Эдуард открыл ее (нагло присвоенную у Тома) книгу. Ничего не разобрать — сотни маленьких, будто гнус в жаркий день, закорючек. Он старался переворачивать листы осторожно (так, как это всегда делала Долли — с изяществом), чтобы ничего не повредить (А то жди беды и новую порцию брани — совсем не от Тома!), ведь именно эта книжица — такая ветхая, пыльная, в тканевом переплете с цветочными узорами — и никаких картинок внутри! Уж картинки бы он понял! Цветы же узнал на обложке? Узнал.
Он вздохнул, думая о том, что и ему не помешало бы научиться читать. Или делать вид. Он устроился на полу, смотря в раскрытую перед ним бездну неизвестности. Жаркий день его разморил.
Есть в этом что-то прекрасное все-таки. Хоть чтение — занятие бесполезное. Эдуард закрыл глаза.
Ему снился сон, будто бы он научился читать. И всех теперь обучал грамоте. Даже Долли стала его уважать. Задавала вопросы.
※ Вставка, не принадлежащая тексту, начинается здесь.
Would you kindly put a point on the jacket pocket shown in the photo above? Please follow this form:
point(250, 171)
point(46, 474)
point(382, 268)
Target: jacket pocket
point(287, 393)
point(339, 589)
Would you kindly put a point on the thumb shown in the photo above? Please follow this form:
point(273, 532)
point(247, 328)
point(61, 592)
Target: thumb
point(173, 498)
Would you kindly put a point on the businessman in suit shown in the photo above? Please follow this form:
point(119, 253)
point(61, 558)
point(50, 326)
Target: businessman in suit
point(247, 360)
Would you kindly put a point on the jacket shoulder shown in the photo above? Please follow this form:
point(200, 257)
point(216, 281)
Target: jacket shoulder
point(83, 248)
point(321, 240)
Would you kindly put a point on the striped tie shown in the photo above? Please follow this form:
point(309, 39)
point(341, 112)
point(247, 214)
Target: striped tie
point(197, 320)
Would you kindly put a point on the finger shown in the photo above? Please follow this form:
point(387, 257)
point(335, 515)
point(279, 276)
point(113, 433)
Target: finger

Спрашивала о делах, о том, что написано тут и тут, там и вон там, просила рассказать во всех подробностях, сознавшись, что не умеет читать и всю дорогу притворялась. А он рассказывал — все от первой строчки — до последней, без утайки и с удовольствием. Даже Том поразился его умениям!
— Эдуард, — воскликнул старик, — кажется, пора отправлять тебя в школу! Вместе с мальчишкой Шепардов, младшенький который, станете ходить в город! А потом, как выучишься всей-всей грамоте, возьмешься мне помогать с бумагами. Вот дела у нас на ферме пойдут в гору!
От грез его оторвал крик Долли. Вовсе не гневный, она иногда так покрикивала во время скандалов, когда что-то делалось не по ее указке.
— Том! Том! Том! — орала она — истошно, надрывно. Долли плакала, вроде бы. Плакала, кричала, звала Тома.
Эдуард бросил все — свои мечтания и открытую книгу, — помчался вниз, на кухню.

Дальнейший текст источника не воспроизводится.